问题描述
我从一个网站上获得了一堆相对较小的页面,想知道是否可以在 Bash 中以某种方式并行执行这些操作.目前我的代码看起来像这样,但执行需要一段时间(我认为拖慢我的是连接延迟).
I am getting a bunch of relatively small pages from a website and was wondering if I could somehow do it in parallel in Bash. Currently my code looks like this, but it takes a while to execute (I think what is slowing me down is the latency in the connection).
for i in {1..42}
do
wget "https://www.example.com/page$i.html"
done
我听说过使用 xargs,但我对此一无所知,而且手册页非常混乱.有任何想法吗?甚至可以并行执行此操作吗?我还有其他方法可以攻击它吗?

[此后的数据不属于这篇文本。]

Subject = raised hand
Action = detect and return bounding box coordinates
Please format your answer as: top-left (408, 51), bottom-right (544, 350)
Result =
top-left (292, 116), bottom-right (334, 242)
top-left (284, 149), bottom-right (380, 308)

I have heard of using xargs, but I don't know anything about that and the man page is very confusing. Any ideas? Is it even possible to do this in parallel? Is there another way I could go about attacking this?
推荐答案
比使用 &
或 -b
将 wget
推入后台更可取code>,你可以使用 xargs
达到同样的效果,而且效果更好.
Much preferrable to pushing wget
into the background using &
or -b
, you can use xargs
to the same effect, and better.
优点是 xargs
将正确同步,无需额外工作.这意味着您可以安全地访问下载的文件(假设没有发生错误).一旦 xargs
退出,所有下载都将完成(或失败),您可以通过退出代码知道是否一切顺利.这比忙于 sleep
等待并手动测试完成要好得多.
The advantage is that xargs
will synchronize properly with no extra work. Which means that you are safe to access the downloaded files (assuming no error occurs). All downloads will have completed (or failed) once xargs
exits, and you know by the exit code whether all went well. This is much preferrable to busy waiting with sleep
and testing for completion manually.
假设 URL_LIST
是一个包含所有 URL 的变量(可以在 OP 示例中使用循环构建,但也可以是手动生成的列表),运行:
Assuming that URL_LIST
is a variable containing all the URLs (can be constructed with a loop in the OP's example, but could also be a manually generated list), running this:
echo $URL_LIST | xargs -n 1 -P 8 wget -q
将一次传递一个参数(-n 1
)给wget
,并且一次最多执行8个并行的wget
进程(-P 8
).xarg
在最后一个生成的进程完成后返回,这正是我们想知道的.不需要额外的诡计.
will pass one argument at a time (-n 1
) to wget
, and execute at most 8 parallel wget
processes at a time (-P 8
). xarg
returns after the last spawned process has finished, which is just what we wanted to know. No extra trickery needed.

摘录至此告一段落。